Plus 1 CX race, but I skip that one.


----------



## spade2you (May 12, 2009)

+1 on volunteering. I'm currently road only, so I hope to help out with some CX or MTB events, provided I'm not stuck at work (again).


----------



## waldo425 (Sep 22, 2008)

carlosflanders said:


> IMO, the most important aspect of a team is that they usually put on races and require members to volunteer.
> 
> Anyone who doesn't volunteer for at least one race a year is not a bike racer.


In my area teams are required to put on at least two races a year. Team members are usually required to volunteer either at the races or through the sponsors.


----------



## Alaska Mike (Sep 28, 2008)

Here's my take on it, and take it for what it's worth since I am not on a team. There are very, very few teams in my area, and many, many more talented riders.

Aside from the tangible benefits (like the discounts), there are pretty significant social benefits. First of all, there's sense of identity gained through wearing a team kit. People look at you differently, especially if you are on a particularly strong team. Roadies can be fairly image-conscious, so this is no small thing.
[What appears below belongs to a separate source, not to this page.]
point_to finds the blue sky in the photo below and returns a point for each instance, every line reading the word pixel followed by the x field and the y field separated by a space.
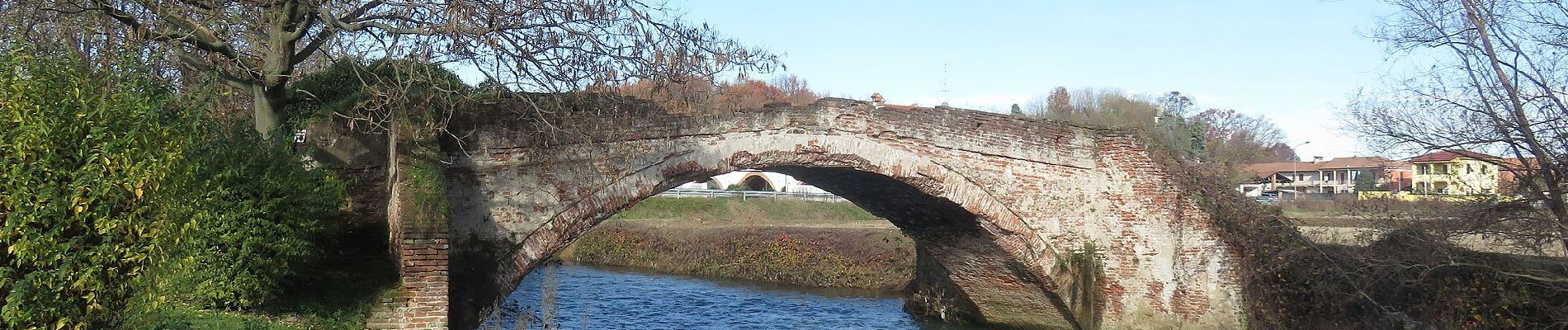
pixel 1291 59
For a rider like me, you may reach a certain point and you find you've topped out your potential. Either you can train any more (available time or enthusiasm) or you just don't have the natural gifts. At this point, you can either quit, ride at your best and finish more or less the same each time, or use your ability to help another person win. The last one at least allows you the feeling that you contributed towards a greater result than you could have achieved on your own. All of this assumes that the team has some sort of organization or hierarchy and works together during a given race. Some don't, and it's more about the discounts and flashy clothes.

Would I join a team if asked? To be honest, I don't know. A lot would depend on the personalities involved and my role on that team. I'd also have to like the kit (I'm not riding in something that cuts my taint to shreds just for a discount). I'd prefer a team that had a stable sponsorship, that isn't required to change kit every year (out of pocket expense).

If all of that aligned, I'd probably do it. It would give me an added incentive to stay fit (I don't like letting people down), and I would kinda dig that notoriety. Call me shallow...


----------



## Rhymenocerus (Jul 17, 2010)

Id imagine most people join to simply get faster. Training with others will definitely make you faster in any type of racing sport.


----------